EME is a proposed specification that aims to "extend HTMLMediaElement" (which is a part of the HTML specification). What this means is that, if EME is approved, a part of HTML's current specification is going to be updated. The "new version" includes two kinds of changes: some mandatory and some optional. In its own words, "Implementation of Digital Rights Management is not required for compliance with this specification: only the Clear Key system is required to be implemented as a common baseline." W3C argues that this constitutes no problem, and that they are not adding DRM into HTML, because implementing DRM is not required. However, the fact that implementing DRM is possible (even if not mandatory) means that, if a website uses such an implementation, either your web browser also uses it, or you won't be able to see that part of the website (remember what I said before about the web being seen by everyone? That wouldn't happen anymore.) Of course, this wouldn't need to be an issue at all: if the specification allows for that implementation, its just a matter of all browsers implementing it, right? Wrong. The problem here is that the "specification does not define a content protection or Digital Rights Management system".

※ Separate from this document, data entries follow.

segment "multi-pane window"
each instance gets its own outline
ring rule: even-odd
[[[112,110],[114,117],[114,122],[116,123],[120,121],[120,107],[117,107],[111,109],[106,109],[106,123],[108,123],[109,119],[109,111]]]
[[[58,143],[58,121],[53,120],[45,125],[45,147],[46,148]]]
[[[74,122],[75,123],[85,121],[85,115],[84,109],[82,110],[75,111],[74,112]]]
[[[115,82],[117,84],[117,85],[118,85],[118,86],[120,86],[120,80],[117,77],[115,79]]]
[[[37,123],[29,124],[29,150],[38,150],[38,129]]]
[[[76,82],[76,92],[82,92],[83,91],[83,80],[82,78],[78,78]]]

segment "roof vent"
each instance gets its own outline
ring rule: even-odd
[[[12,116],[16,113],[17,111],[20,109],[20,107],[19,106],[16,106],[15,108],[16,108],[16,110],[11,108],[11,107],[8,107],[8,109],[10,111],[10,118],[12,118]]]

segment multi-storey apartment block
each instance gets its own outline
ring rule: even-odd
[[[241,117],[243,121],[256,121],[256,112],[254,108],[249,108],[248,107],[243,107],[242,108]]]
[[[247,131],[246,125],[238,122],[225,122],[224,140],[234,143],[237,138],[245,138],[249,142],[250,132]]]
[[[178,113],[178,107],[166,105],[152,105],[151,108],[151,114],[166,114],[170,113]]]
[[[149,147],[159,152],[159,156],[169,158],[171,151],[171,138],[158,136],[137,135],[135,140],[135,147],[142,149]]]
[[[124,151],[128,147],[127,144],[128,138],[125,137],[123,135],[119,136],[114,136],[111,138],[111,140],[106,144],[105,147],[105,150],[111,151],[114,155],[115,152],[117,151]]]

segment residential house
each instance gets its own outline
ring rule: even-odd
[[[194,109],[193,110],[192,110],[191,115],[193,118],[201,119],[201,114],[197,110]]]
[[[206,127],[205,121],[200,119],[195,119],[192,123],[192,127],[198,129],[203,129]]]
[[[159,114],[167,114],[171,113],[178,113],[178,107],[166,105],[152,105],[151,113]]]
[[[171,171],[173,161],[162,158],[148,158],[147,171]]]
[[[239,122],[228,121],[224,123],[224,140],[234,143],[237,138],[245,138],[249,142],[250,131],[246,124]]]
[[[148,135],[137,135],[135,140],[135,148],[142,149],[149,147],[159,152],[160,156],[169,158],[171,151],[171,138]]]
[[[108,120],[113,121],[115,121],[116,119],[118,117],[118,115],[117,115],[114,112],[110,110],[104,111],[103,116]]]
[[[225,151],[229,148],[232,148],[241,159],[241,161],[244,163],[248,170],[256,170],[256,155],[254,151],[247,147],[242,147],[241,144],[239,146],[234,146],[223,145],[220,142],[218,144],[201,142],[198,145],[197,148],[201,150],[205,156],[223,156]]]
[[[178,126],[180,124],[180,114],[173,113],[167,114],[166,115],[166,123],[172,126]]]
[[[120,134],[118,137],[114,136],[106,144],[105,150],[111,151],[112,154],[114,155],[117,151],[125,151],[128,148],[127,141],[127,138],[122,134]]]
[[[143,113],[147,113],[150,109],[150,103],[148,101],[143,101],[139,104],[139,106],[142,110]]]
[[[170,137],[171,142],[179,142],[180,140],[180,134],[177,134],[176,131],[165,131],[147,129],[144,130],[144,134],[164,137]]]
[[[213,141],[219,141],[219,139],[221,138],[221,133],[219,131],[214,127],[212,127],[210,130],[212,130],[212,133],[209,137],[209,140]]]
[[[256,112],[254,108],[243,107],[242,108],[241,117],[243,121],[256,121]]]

In other words: EME introduces the possibility to use things (DRM systems) that are not part of the specification, so the complete specification (a way for an independent party to implement all the specification) isn't available -- EME is not an Open Standard. And since EME aims to be inserted into HTML (by updating part of its specification), then HTML will have an extension (EME) that has "dependencies on formats or protocols that do not meet the definition of an Open Standard themselves". Yes, EME approval would make HTML stop being an Open Standard.

Summing up

HTML is an Open Standard, and that is good for everyone. So good, in fact, that some countries, like Portugal, mandate that public administrations can only use Open Standards. However, there is a proposal (EME) that, if approved, will make HTML stop being an Open Standard. That will have an high negative impact in Public Administrations, citizens and the overall web community -- which nowadays means the citizens of the world.

This approval would have an high social, political and cultural impact everywhere. From the current era of shared knowledge, easy access to information, and overall making the world more accessible, we might be heading towards the dark ages of the web. There is, of course, a solution: let's make W3C know that we oppose EME, and ask them not to approve it.